A wind turbine is not 100% efficient, thus the operating heat is due to its inefficiency as a machine.
A wind turbine’s over all efficiency as a system for generating electricity is less than 34%. And of course it is not “free”.
The free market place could not support wind turbine costs but your tax dollars will and be “justified” with the OBAMA buffoon system. This is a new “science”. To replace the old one that is now inoperative.
Also it will be supported by the energy bill Cap and Trade system of the brilliant scientist Algore and the other “Ivy League” affirmative action housing crisis boys who want to create a new market option—energy credits that can be bought and sold with “commissions” no less.
This is even a better scheme to lift money from taxpayers and investors than “churning” stocks. They may be affirmative action but they know how to calculate their commissions. Algore will become more and more like the fat dumb pig he really is.
I was born on a farm in Kansas that had a small wind turbine generator. It got disconnected as soon as we were wired to the grid. It was much less efficient than the 34% efficiency of current technology. My dad got tired of climbing the tower to maintain it also.
Enough wind turbines’ on a TB Pickens wind farm would cause a more detrimental warming of the globe than burning carbon fuel.
Of course as noted it has to be subsidized by tax credits and money from the real utilities to be able to accomplish this “warming”.
When carbon fuel is burned it gives off CO2 and water vapor as combustion products. Water vapor does cool the air when it changes state from water (liquid) to vapor. A chemical process of restoration happens when carbon fuel is burned. The CO2 products of combustion feeds the plants. And the water vapor is returned to the atmosphere where it originally came from just as the CO2 came from plant life millions of years old that was turned to oil or coal.
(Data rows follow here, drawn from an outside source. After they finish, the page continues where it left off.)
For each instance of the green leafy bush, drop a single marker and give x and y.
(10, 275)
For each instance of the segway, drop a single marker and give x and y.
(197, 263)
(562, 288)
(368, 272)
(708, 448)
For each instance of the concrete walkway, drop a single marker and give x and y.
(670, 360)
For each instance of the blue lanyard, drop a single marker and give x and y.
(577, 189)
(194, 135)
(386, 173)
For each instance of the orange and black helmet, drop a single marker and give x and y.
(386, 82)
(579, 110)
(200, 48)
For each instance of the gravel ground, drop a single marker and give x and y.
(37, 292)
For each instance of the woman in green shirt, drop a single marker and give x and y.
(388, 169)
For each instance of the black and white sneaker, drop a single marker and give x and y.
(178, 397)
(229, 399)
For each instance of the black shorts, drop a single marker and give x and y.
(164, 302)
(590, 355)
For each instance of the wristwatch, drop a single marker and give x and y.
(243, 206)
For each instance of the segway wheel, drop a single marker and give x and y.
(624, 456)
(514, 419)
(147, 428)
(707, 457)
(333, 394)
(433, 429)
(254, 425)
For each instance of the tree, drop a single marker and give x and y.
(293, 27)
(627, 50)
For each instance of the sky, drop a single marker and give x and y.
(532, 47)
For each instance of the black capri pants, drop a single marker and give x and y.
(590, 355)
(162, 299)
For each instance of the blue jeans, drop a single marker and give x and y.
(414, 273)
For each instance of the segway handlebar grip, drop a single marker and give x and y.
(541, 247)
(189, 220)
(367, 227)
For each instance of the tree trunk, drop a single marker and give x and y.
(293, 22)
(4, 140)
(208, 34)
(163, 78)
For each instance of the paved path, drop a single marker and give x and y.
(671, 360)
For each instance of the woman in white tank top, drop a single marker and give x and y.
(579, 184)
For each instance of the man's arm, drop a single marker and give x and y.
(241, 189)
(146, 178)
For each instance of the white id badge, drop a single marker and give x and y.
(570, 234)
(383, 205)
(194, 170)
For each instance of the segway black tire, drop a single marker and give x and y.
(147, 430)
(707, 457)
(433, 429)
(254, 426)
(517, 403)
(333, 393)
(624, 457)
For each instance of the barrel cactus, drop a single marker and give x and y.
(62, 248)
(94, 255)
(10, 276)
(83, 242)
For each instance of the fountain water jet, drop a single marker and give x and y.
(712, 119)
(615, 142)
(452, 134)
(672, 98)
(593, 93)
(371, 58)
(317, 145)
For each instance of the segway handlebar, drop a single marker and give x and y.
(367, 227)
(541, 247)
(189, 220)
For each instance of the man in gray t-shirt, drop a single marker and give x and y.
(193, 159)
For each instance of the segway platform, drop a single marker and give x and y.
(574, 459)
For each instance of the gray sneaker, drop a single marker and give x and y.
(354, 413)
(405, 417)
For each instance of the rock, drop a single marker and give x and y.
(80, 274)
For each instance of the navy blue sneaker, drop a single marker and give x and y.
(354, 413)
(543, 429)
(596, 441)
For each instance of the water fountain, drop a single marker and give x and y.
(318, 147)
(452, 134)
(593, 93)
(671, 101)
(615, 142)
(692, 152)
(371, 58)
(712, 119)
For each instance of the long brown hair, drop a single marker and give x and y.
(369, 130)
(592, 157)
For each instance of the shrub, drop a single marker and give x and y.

It’s stored energy was released back to where it came from.
Burning carbon based fuel adds chemicals back into the global system from where they came. Wind turbines simply put sensible heat into the air. It is dumb heat up to no good.
You like most dumbed down Americans have not learned any thing at all about the CO2 life cycle for plants and animals. Or what heat is and how it is made or not made. So much for PC “science”, union teachers, and PC indoctrination and the affirmative action buffoon that is now the POTUS, along with Algore the Fat.
Don’t let my criticism of you stop you from asking questions. I know you have to protect your fragile self image. Bit down hard on a stick. However you did bring up a very good point that I wanted to answer with additional points.
Isn’t what they taught you in school– Win lose or draw you are a winner! You may be ignorant– maybe, but a winner and the good teachers have maintained your self image. However inaccurate it may be. However much it hurts you in the long run.
I will let you criticize my spelling and not feel a thing. At my age I forgot what I learned when spelling. It comes from using a computer and spell check. Sometimes spell check even puts words into my “mouth.” that were not intended.
Since we are all in the same boat, a boat that is starting to crack up you can’t afford to stay made very long.
Jun 27, 2009 - 8:51 am 114. Marc Malone:#112 Jack Marcotte – I will continue to laugh, thank you, despite your scolding. See, I understand that mockery is a very powerful weapon against thin-skinned tyrants. It also offers plausible feniability. What? Who? Me? Not mee-ee!
Often mockery drives home the point better than any other message.
Btw, thanks for the explanation of the heat exchange in post #113. I will find it useful for future arguments.